Os jornalistas Guilherme Serôdio e Marta
Nogueira informam, por exemplo, que a crise pode reduzir o afluxo de
estrangeiros para o próximo carnaval do Rio de Janeiro. A diminuição da presença
de empresários europeus e americanos já fora percebida no carnaval de 2012 e
deve se agravar em 2013 (“Crise na Europa muda o perfil de turista no Rio”,
Valor, 17/1/2013).
Os dados que chegam da Europa mostram, de fato,
que os europeus estão bem mais cautelosos no gastar. Para a maioria das
famílias, a troca do carro vem sendo anualmente adiada. A indústria sente isso e
seus lucros encolhem.
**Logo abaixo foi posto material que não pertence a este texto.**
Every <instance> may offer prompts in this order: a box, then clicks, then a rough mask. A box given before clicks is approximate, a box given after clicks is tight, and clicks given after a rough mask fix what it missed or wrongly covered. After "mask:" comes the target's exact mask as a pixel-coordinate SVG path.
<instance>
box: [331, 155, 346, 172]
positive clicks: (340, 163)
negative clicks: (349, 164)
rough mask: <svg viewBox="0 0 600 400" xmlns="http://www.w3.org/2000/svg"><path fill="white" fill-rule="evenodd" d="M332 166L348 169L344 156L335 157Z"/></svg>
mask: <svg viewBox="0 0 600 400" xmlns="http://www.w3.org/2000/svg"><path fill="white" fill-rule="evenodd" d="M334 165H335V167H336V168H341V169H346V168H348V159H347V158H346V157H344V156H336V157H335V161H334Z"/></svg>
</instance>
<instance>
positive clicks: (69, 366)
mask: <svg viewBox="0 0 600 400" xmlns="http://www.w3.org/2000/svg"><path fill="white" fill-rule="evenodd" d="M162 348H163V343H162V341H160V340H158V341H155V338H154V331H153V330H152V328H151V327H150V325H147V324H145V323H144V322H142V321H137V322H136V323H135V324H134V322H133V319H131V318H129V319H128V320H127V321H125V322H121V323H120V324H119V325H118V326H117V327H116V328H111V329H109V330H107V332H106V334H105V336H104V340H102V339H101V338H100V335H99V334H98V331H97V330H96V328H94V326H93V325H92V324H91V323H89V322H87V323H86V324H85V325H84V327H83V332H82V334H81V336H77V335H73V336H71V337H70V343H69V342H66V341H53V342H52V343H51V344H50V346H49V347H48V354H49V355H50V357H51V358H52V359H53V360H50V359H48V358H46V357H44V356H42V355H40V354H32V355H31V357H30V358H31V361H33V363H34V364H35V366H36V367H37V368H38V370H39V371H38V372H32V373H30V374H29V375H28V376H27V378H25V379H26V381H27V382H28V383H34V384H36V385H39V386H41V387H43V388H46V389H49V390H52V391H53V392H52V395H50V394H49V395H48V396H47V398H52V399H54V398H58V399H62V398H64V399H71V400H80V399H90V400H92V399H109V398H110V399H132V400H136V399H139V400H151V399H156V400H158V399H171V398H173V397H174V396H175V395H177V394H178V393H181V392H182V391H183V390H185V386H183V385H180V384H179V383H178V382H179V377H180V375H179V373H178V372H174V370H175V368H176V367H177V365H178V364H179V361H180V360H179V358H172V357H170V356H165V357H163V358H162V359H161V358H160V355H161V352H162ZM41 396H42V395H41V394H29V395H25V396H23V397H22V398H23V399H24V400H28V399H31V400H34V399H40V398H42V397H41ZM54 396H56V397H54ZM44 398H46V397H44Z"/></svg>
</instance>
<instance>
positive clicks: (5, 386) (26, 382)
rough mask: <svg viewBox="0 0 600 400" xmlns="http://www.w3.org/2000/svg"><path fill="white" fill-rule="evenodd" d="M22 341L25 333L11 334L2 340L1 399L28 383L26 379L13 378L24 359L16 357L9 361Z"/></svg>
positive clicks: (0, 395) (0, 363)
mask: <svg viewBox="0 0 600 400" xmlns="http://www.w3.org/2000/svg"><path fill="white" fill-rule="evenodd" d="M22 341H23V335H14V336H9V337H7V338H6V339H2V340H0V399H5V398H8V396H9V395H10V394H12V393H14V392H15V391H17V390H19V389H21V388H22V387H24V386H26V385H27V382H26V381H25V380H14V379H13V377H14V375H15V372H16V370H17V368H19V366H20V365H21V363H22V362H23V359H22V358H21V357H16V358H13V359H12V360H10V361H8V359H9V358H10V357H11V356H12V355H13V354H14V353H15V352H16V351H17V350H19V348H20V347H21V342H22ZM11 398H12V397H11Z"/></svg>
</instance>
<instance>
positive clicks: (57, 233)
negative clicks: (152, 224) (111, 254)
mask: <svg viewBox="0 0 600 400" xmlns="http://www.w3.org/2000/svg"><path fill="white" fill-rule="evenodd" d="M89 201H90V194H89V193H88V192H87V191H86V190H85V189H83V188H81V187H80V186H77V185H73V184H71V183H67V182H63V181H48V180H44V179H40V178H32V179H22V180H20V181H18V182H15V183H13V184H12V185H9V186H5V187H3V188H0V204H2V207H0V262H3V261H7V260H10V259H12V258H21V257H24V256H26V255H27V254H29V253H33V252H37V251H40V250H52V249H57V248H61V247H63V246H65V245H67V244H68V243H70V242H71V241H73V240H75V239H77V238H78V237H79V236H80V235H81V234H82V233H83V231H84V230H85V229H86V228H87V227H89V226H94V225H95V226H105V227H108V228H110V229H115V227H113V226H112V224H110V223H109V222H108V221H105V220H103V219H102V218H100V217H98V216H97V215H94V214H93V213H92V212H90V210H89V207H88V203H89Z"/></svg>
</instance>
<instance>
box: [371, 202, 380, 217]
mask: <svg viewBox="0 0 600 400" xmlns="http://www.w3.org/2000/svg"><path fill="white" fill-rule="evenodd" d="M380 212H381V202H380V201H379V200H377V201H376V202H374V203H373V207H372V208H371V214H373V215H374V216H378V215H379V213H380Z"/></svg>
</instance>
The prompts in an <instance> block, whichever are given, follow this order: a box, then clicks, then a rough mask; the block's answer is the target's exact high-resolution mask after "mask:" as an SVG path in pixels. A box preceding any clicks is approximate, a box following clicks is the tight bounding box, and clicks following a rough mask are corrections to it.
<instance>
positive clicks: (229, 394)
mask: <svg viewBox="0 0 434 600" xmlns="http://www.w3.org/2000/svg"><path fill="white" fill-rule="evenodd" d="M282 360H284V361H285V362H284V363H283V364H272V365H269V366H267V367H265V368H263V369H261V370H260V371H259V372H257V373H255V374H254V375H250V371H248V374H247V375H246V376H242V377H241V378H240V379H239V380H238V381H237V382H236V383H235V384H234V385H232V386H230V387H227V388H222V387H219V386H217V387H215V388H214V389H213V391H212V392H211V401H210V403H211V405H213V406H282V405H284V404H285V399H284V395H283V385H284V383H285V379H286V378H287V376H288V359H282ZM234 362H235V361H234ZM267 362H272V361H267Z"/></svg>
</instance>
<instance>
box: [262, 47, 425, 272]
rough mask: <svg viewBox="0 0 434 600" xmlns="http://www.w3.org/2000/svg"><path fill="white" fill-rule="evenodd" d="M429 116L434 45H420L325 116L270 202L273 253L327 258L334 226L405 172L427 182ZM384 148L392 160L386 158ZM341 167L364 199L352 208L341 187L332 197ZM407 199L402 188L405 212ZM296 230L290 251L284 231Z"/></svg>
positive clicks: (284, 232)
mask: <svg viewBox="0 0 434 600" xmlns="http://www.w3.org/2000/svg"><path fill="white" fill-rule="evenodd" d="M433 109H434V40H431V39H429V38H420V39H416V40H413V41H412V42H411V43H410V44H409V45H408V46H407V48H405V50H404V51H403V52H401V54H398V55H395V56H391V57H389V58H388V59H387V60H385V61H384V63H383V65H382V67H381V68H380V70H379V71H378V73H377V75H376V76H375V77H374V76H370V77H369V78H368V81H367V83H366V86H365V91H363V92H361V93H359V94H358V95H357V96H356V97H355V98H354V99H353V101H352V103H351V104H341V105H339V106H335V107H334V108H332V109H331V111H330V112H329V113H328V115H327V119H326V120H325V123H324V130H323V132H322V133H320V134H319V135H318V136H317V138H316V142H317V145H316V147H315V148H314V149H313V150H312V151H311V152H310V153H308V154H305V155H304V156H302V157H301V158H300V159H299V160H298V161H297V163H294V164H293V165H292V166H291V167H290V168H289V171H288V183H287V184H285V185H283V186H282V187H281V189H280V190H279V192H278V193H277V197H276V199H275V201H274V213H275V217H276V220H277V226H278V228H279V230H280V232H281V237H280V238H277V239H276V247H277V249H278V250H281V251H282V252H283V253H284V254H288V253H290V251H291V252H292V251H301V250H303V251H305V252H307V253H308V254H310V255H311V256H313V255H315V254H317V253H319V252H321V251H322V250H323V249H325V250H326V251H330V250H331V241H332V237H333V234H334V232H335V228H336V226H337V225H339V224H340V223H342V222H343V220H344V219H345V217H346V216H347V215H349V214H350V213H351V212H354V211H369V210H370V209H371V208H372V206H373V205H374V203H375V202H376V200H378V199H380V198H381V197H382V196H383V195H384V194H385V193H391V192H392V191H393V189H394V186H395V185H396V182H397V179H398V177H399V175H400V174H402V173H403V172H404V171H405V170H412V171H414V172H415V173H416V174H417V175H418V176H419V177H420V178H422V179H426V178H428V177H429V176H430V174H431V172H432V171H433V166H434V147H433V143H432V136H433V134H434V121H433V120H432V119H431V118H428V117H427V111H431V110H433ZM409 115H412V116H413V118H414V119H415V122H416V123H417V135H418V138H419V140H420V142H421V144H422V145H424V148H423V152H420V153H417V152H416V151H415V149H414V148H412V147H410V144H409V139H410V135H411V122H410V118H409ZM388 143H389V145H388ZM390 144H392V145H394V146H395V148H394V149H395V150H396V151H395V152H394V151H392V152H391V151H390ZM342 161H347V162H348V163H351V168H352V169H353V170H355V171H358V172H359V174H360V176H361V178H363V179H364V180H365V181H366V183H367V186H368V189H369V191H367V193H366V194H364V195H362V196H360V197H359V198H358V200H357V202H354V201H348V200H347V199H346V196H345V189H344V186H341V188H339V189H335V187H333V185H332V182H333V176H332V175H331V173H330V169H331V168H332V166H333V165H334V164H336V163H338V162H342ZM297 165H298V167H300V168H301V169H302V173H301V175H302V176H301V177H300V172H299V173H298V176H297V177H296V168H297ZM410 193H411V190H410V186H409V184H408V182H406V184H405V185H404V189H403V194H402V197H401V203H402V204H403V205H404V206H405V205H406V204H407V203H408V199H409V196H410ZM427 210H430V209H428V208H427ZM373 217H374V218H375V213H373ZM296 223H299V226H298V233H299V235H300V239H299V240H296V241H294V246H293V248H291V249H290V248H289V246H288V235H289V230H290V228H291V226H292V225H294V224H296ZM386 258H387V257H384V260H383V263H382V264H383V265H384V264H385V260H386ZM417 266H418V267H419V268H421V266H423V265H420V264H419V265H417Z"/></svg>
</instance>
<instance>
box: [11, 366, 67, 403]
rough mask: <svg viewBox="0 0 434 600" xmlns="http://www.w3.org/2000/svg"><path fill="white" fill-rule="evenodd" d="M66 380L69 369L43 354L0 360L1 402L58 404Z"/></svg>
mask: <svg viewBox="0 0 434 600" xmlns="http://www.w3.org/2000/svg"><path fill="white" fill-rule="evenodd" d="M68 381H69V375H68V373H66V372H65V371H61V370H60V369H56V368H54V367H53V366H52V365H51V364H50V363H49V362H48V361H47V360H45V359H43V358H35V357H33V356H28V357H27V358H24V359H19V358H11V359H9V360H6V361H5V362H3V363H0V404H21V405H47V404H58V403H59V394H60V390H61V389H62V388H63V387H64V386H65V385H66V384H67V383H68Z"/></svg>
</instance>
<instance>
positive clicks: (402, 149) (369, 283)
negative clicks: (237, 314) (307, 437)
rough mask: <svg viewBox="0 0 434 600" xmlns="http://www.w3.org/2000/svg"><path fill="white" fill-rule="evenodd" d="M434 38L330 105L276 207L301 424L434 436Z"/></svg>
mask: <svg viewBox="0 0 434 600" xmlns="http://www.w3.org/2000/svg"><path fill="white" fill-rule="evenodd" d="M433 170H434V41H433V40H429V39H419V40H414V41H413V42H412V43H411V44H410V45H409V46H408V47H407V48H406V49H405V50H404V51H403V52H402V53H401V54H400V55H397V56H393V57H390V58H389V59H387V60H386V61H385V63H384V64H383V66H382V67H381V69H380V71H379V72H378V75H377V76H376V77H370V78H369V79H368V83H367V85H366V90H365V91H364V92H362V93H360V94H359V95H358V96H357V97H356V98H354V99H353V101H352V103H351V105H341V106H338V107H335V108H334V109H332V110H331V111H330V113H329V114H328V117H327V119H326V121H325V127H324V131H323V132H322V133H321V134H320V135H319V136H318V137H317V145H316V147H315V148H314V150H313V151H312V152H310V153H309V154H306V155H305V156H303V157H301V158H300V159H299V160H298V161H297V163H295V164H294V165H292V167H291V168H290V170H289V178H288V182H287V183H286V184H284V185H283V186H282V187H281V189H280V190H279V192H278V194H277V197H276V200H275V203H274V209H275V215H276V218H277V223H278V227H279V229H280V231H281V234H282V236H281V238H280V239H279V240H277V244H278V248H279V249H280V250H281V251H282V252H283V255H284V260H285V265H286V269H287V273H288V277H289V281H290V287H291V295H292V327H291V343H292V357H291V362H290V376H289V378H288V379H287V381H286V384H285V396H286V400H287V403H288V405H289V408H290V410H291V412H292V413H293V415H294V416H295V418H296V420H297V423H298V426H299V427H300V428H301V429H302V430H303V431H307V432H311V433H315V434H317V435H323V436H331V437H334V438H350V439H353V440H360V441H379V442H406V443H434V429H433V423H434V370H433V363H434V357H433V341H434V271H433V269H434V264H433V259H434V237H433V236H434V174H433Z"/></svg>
No geral, o consumo de bens e serviços caiu 1% no ano
passado e a confiança dos consumidores chegou ao seu nível mais baixo desde
2009. Estes passaram a se servir de lojas e marcas mais baratas em substituição
às que sempre compraram (Sam Schechner, “Consumidores europeus não querem saber
de gastar”, Wall Street Journal, 6/8/2012).
Relatos da imprensa europeia indicam que o
lazer doméstico também foi afetado. As salas de cinema estão mais vazias, os
restaurantes já não têm fila de espera e muitas famílias adiaram as férias –
sine die. Em alguns países há registros de cortes de gastos até mesmo de
telefone celular. Só em 2012, mais de 1 milhão de linhas foram abandonadas
(Álvaro Fagundes, “Com crise, europeu corta celular, cinema e academia”, Folha,
12/8/2012).
A escalada do desemprego afeta não apenas os
desempregados, mas também os que continuam trabalhando e temem ficar sem o
emprego a qualquer momento. A própria capacidade de as pessoas socorrerem
familiares em dificuldade está diminuindo. Até italianos estão sendo forçados a
viver sem a “nonna”, pois os idosos foram forçados a trabalhar fora de casa e
não podem cuidar das crianças. Os que já trabalhavam tiveram de “convidar”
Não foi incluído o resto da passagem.